Music

D/F/GR/SRB 2023 · 109 min. · FSK: ab 12
Regie: Angela Schanelec
Drehbuch:
Kamera: Ivan Markovic
Darsteller: Aliocha Schneider, Agathe Bonitzer, Marisha Triantafyllidou, Argyris Xafis, Frida Tarana u.a.
Unschuldiges Schuldigwerden in der neuzeitlichen Antike
(Foto: Grandfilm)

Der befreite Ödipus

Angela Schanelec erzählt in Music in einem hypnotischen Filmfluss von der Wiederkehr des Mythos, vom Rauschen der Natur und von den Körpern der Schauspieler

Eine Wolke zieht durch die grie­chi­schen Berge, einen kargen Felsen hinauf, hüllt das Bild in wattiges Weiß. Ein harter Schnitt, das Bild jetzt dunkel, vehe­mentes Schluchzen im Off. Das Bild klärt sich auf, buchs­täb­lich, ein junger Mann schleppt sich den Berghang hinauf, er ist verletzt. Ein Unter­schlupf aus geschich­tetem Granit, ein Kran­ken­wagen. Der Sanitäter birgt ein Baby aus dem Verschlag, es ist ein Findel­kind, abgelegt in der Bergwelt, damit es keiner findet. Womöglich liegt ein schweres Schicksal über ihm…
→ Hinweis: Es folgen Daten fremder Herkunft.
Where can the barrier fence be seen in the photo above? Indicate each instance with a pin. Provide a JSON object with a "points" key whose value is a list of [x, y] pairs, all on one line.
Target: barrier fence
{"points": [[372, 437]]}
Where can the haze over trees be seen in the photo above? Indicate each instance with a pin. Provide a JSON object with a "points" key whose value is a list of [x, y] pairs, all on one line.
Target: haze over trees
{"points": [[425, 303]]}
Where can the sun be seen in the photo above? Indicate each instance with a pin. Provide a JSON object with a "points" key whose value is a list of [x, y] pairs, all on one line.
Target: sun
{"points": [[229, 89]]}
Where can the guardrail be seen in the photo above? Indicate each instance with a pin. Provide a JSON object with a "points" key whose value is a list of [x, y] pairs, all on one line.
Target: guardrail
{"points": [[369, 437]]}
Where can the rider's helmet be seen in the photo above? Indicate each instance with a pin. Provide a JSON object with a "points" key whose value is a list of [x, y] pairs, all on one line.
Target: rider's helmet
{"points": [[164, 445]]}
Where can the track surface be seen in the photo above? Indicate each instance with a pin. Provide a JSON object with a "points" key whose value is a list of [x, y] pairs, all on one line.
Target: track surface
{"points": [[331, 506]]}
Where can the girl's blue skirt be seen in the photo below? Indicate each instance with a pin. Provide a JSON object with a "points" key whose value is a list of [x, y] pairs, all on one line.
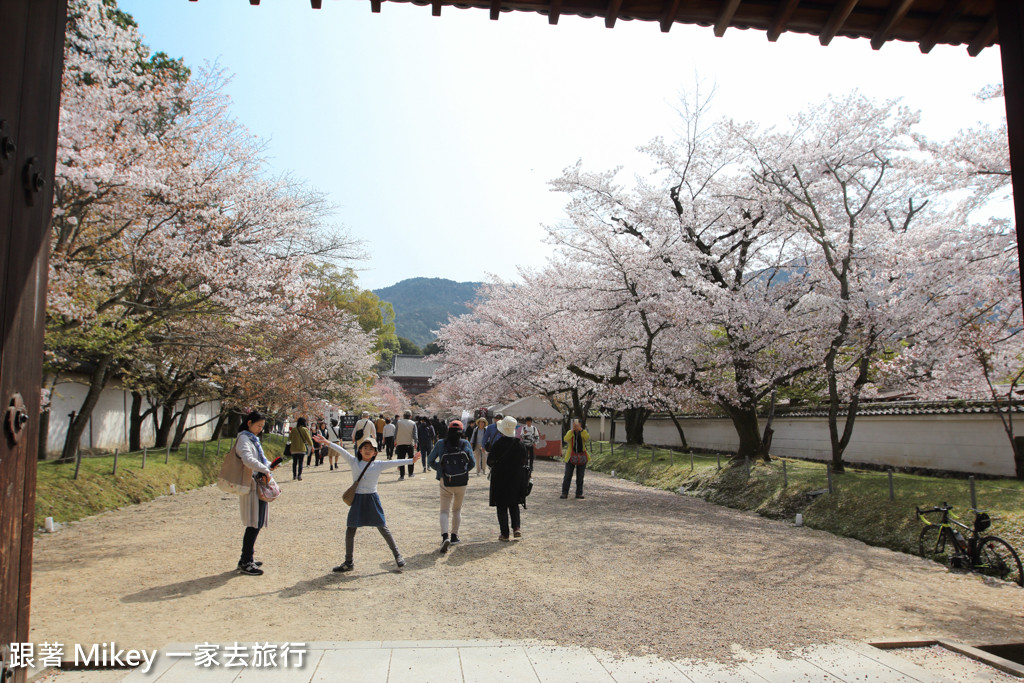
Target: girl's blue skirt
{"points": [[367, 511]]}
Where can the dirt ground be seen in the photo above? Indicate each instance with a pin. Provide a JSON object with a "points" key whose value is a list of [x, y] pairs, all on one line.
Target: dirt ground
{"points": [[628, 569]]}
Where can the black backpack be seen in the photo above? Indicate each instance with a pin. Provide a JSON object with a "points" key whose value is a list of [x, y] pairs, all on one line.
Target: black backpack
{"points": [[455, 468]]}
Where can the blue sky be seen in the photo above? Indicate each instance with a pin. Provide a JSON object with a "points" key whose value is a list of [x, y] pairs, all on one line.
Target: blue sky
{"points": [[435, 137]]}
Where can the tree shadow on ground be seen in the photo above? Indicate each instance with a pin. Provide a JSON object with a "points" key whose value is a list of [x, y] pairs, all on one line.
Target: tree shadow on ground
{"points": [[182, 588]]}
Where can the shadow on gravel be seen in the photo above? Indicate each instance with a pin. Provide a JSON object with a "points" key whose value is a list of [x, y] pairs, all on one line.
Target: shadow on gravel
{"points": [[182, 589], [327, 582]]}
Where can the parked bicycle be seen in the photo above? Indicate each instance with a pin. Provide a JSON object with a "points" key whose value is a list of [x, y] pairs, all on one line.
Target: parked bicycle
{"points": [[945, 542]]}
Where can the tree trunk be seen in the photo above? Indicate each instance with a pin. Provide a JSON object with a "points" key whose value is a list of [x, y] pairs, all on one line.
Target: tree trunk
{"points": [[164, 424], [135, 422], [96, 383], [679, 428], [179, 430], [1019, 456], [635, 419], [744, 421], [223, 417]]}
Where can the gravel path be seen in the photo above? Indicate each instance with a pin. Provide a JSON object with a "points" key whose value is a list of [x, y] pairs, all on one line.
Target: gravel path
{"points": [[628, 569]]}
Still und sinnlich, frag­men­ta­risch und rätsel­haft, beginnt das neue Meis­ter­stück der deutschen Regis­seurin Angela Schanelec. Music hat sie es genannt, am Anfang und über weite Teile des Films jedoch ertönt nur die erfüllte Stille der Natur. Lose weben sich allmäh­lich Fäden einer tief­ge­henden Handlung. Der verletzte Mann, der Sanitäter, das geborgene Baby sind Elemente eines tieferen mythi­schen Zusam­men­hangs der Menschen. Sie sind Prot­ago­nisten auf einer Zeitreise, die keine Markie­rungen zwischen dem Vergan­genen und der Gegenwart kennt. Alles ist gleich­zeitig da. Für ihre Meis­ter­schaft der Zeitü­ber­lap­pung und der absichts­vollen Achro­no­logie hat Angela Schanelec dieses Jahr auf der Berlinale den Silbernen Bären für das beste Drehbuch erhalten.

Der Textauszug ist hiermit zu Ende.